Employers might be taking advantage of the country’s ambiguous labour laws to give workers inferior send-off packages when restructuring, a workers’ union representative has claimed.

Peter Ngugi, a trade unionist, has raised the red-flag on the increasing trend where workers are being rendered jobless by automation and digitisation but wrongfully paid under redundancy terms.

He said while much of the digitisation involves transfer of jobs, affected employees are given peanuts as send-off package as though their work had been abolished.

“Employers are paying workers under redundancy terms, even when their offices have not been abolished,” Mr Ngugi said.

“In the event of litigation, such a dismissal will be quashed,” he added.

Ngugi was a panelist at an event organised by Institute of Economic Affairs (IEA) and FES Kenya that discussed the impact of digitisation on the manufacturing sector.

“Current laws do not accommodate employers’ desire for automation,” he said. Under Section 2 of the Employment Act, 2007 redundancy is defined as the loss of employment, occupation, job or career by involuntary means through no fault of the employee.

“It involves termination of employment at the initiative of the employer, where the services of an employee are superfluous,” reads an advisory by Oraro Advocates.

Manufacturers argued that increased competition has left firms with no option but to automate so as to increase efficiency and market share.

Tobias Alando, head of membership at Kenya Association of Manufacturers said digitisation was the surest way to increase the contribution of manufacturing to the economy from the current 10 per cent to 15 per cent as envisaged in President Uhuru Kenyatta’s Big Four agenda.

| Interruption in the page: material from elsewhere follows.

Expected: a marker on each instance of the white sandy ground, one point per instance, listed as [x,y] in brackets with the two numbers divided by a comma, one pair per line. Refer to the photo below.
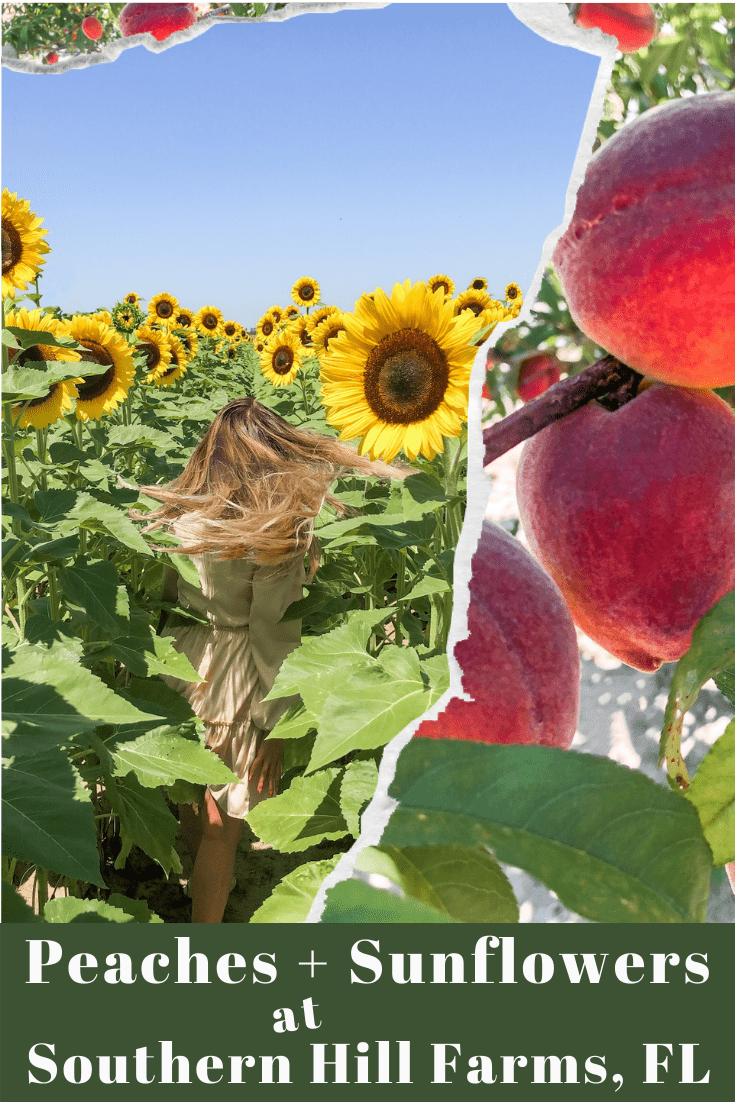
[620,716]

A 2017 survey done by the World Economic Forum found that 52 per cent of work activities in Kenya are susceptible to automation, ahead of those in Nigeria (46 per cent), Ethiopia (44 per cent) and South Africa (41 per cent).

And with data from Kenya National Bureau of Statistics showing that there were about 2.5 million Kenyans engaged in employment by 2017, it means 1.3 million of them are at risk of losing their jobs to automation.

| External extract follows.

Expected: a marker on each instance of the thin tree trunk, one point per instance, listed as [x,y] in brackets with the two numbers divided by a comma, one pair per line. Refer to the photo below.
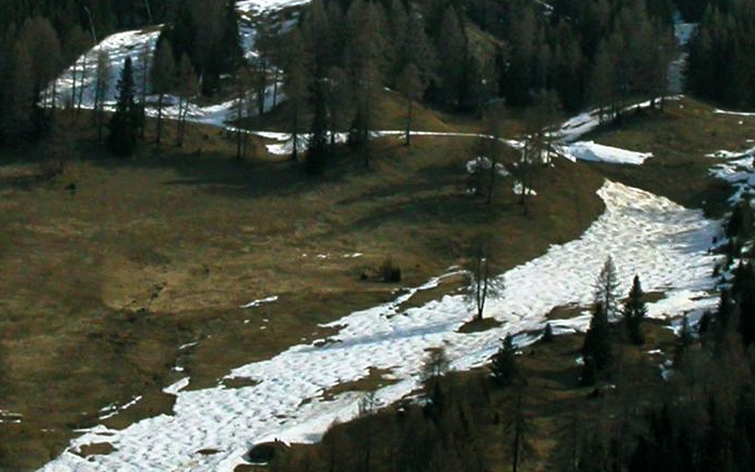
[83,77]
[275,87]
[160,99]
[407,141]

Ngugi said they were not opposed to technology, but wanted fairness and decency in the jobs created and their terms.

A representative of the Ministry of Labour, Philip Didi, said the Government was keen on upskilling workers so as to deal with the challenges of the modern work environment.

“With digitisation, you have to do re-skilling,” he said, noting that training institutions were lagging behind industries.

“Digitisation should not be seen as a conflict between humans and machines, because we will lose. Your mode of production should be in a position where you can compete with all countries,” Mr Didi said.

IEA’s Kwame Owino said the surest way for workers to safeguard against the digital onslaught is to improve their productivity.